When I drove to the Beverly Hills offices of Drexel Burnham Lambert on Feb. 13, 1990, the last thing I expected to hear was that the investment bank where I worked was going under. Yet early that morning, we were told that the company was filing for bankruptcy. I was, to put it mildly, blown away. At the time, Drexel had $3.5 billion in assets and was the biggest underwriter of junk bonds.
It all seemed like a very big deal at the time. But what’s happening this week makes me pine for the good old days.
When Lehman Brothers filed for bankruptcy on Monday, it became the latest but surely not the last victim of the subprime mortgage collapse. Lehman owned more than $600 billion in assets. Financial institutions around the world have already reported more than half a trillion dollars of mortgage-related losses and that figure will most likely double or triple before the crisis exhausts itself.

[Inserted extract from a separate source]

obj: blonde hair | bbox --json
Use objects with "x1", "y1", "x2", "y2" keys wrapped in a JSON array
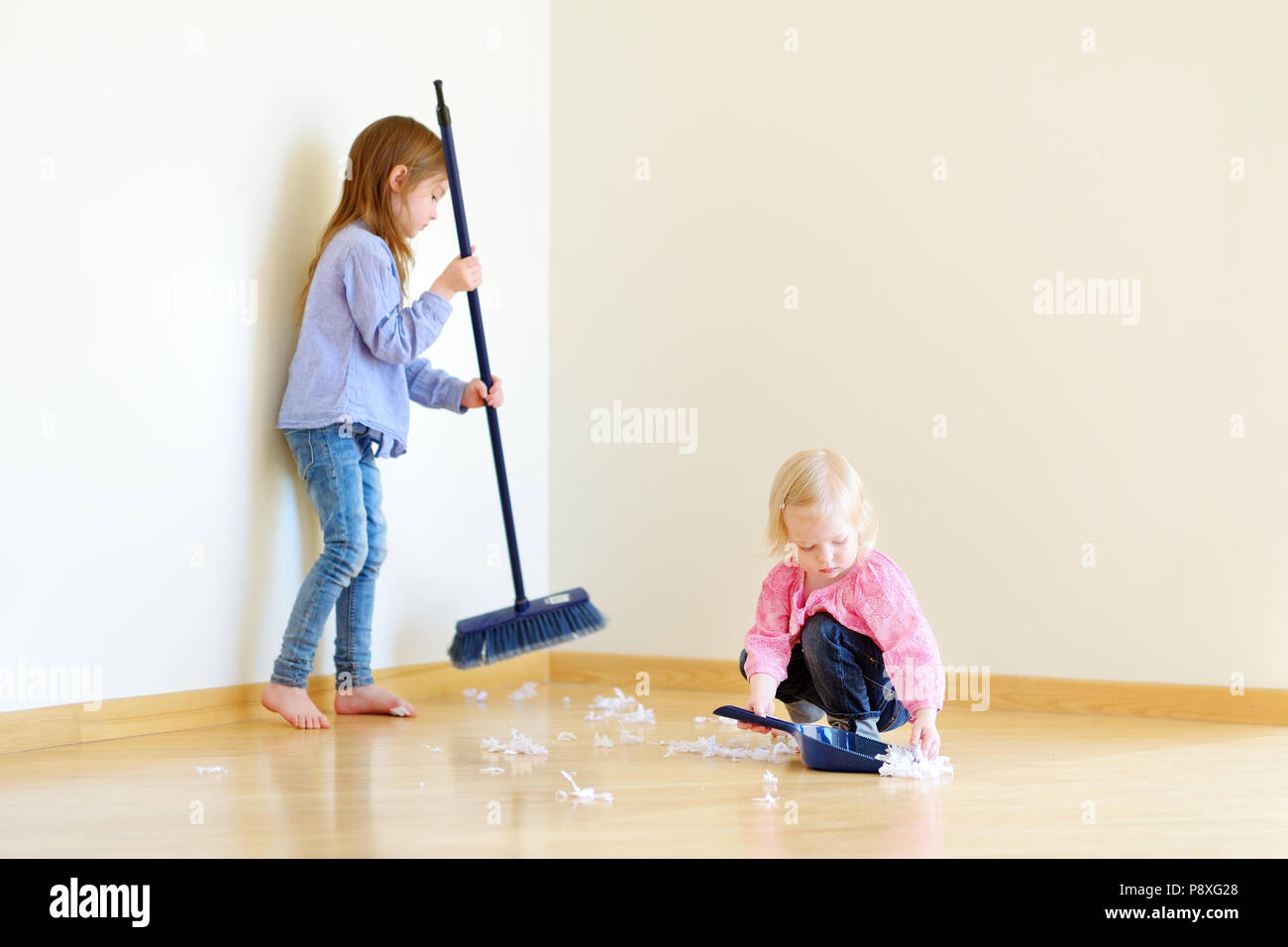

But there is a bigger potential failure lurking: the American International Group, the insurance giant. It poses a much larger threat to the financial system than Lehman Brothers ever did because it plays an integral role in several key markets: credit derivatives, mortgages, corporate loans and hedge funds.
You have cash and stuff. Assets are stuff. You can’t convert stuff into cash and you can’t pay liabilities without cash. It’s that simple.
[blockquote] The myth of free markets ended with the takeover of Fannie Mae and Freddie Mac. Actually, it ended with their creation. [/blockquote]
Remarkable quotation, which basically calls into question the whole motivation of the 20th century American experiment in capitalism.
So now that the NYT has declared that experiment as without principle, what is the underlying basis for US economics?
The underlying basis for US economics at this point is that a central committee with its own monetary printing press can allocate resources better than a free and unhindered market. The Soviet experiment proved this hypothesis wrong.